Your code should not be crashing from copying over the addr structure. (I haven't experienced the issue myself).
ve read that uv_udp_send_t req has to be allocated on the heap and remain valid in memory until the send call completes. Then you can free it in the on_send callback. Currently I do that but I've also gotten it to work without allocating uv_udp_send_t on the heap, using just the stack. Is that undefined behavior?

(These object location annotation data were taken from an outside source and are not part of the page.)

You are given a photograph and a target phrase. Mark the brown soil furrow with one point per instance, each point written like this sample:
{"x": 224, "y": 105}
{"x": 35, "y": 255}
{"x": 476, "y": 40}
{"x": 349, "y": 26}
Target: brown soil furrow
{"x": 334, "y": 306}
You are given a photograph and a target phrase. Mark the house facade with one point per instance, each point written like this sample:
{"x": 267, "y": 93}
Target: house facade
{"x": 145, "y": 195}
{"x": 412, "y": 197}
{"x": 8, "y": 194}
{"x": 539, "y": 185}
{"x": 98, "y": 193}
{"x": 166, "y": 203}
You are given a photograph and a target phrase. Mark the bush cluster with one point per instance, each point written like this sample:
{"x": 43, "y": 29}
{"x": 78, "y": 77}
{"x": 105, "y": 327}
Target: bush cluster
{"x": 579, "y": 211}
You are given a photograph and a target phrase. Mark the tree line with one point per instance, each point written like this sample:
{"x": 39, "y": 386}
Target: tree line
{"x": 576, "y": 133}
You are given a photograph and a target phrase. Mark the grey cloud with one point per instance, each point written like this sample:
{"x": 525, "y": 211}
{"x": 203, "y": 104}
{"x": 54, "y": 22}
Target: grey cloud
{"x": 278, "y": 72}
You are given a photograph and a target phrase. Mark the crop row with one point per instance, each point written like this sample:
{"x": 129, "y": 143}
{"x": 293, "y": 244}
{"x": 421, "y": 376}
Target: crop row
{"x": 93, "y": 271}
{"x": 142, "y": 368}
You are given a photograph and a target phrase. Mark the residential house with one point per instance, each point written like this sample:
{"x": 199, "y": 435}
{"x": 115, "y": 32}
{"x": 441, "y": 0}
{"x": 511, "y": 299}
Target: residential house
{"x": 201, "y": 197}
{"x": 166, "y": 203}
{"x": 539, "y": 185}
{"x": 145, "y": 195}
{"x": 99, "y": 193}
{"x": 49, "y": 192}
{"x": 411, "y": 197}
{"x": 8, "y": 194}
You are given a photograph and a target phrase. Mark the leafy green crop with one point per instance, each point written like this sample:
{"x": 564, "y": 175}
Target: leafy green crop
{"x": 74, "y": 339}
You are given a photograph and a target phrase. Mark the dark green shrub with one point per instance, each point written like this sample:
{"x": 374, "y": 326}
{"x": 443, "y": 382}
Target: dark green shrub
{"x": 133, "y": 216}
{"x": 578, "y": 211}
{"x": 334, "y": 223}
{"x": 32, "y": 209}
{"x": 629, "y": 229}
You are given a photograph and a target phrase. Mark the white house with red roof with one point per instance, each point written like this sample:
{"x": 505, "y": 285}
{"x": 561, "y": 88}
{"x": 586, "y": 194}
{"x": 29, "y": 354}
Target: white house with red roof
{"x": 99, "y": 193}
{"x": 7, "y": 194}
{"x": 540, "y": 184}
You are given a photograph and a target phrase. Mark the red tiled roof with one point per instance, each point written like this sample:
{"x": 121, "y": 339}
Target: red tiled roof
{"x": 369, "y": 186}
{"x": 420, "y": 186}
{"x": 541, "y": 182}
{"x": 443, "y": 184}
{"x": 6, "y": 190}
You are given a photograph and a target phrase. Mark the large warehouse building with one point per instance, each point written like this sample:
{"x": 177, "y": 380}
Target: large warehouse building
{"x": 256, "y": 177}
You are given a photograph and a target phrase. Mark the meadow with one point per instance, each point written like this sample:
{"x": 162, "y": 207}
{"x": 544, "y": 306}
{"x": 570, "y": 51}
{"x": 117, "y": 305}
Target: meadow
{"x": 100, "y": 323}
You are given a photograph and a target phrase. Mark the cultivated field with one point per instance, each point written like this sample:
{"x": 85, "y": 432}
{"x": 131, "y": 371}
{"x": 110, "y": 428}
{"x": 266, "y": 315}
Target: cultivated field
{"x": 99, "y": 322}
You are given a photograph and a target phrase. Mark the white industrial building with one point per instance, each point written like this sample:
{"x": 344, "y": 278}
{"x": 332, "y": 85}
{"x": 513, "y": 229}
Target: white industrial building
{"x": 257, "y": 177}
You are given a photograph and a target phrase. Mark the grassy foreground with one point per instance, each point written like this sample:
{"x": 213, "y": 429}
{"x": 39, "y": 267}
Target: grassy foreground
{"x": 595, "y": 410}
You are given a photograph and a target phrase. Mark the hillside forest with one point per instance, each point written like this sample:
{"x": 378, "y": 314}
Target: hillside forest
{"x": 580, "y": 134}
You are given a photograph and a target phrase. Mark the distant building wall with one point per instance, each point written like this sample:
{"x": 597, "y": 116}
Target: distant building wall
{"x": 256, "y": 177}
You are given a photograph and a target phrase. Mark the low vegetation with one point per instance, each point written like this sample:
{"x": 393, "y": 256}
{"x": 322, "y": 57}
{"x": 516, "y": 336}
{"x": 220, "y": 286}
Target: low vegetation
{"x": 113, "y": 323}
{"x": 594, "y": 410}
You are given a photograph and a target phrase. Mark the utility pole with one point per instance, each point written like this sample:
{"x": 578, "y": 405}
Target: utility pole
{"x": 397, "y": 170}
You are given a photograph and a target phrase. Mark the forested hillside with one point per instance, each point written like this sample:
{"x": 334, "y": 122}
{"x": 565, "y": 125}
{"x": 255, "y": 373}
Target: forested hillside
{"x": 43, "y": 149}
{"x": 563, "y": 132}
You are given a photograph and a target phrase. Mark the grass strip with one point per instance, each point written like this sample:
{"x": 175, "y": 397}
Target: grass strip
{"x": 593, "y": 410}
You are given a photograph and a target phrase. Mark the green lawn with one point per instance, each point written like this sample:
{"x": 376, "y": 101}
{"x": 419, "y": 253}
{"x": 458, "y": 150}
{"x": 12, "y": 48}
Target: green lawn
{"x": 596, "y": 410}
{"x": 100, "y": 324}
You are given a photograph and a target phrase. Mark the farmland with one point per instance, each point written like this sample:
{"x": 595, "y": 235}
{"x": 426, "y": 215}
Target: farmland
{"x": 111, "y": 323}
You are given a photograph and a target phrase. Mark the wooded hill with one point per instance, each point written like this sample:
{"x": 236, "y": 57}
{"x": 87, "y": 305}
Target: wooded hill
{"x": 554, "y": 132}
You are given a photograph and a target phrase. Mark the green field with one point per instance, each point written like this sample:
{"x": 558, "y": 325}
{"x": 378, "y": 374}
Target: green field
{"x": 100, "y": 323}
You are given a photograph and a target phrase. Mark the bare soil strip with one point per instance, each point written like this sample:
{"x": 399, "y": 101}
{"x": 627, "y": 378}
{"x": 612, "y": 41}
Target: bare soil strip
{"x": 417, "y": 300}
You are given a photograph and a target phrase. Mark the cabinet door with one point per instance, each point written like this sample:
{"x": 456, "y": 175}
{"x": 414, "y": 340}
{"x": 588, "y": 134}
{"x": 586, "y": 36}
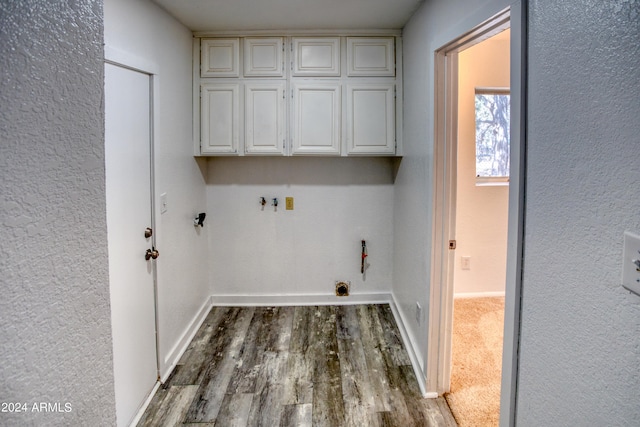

In the client code provided I can see why a crash wouldn't occur. uv_udp_sent_t never actually goes out of scope. It's life time remains util the application closes. In your server code you are heap allocating which is correct. Going out of scope on the stack allocation would result in a undefined behavior.
As for your buffers, uv_udp_send is an asynchronous call which returns to the callback provided. Meaning the call might not complete before your buffers go out of scope. In this case you will get undefined behavior. Your buffers need to remain valid until the callback.
What I mean by buffers is whatever uv_buf_t->base points to.
And if I do heap allocate the buffer for uv_buf_t how would I free the memory later? Since I don't see that argument in the on_send callback.
Fortunately uv_udp_send_t has a ->data member. What I would do is heap allocate the buffer then assign .data to the buffer. In the callback you can then access ->data to free it , afterwards freeing uv_udp_send_t* itself.
TLDR;
uv_udp_send_t and uv_buf_t->base need to be heap allocated.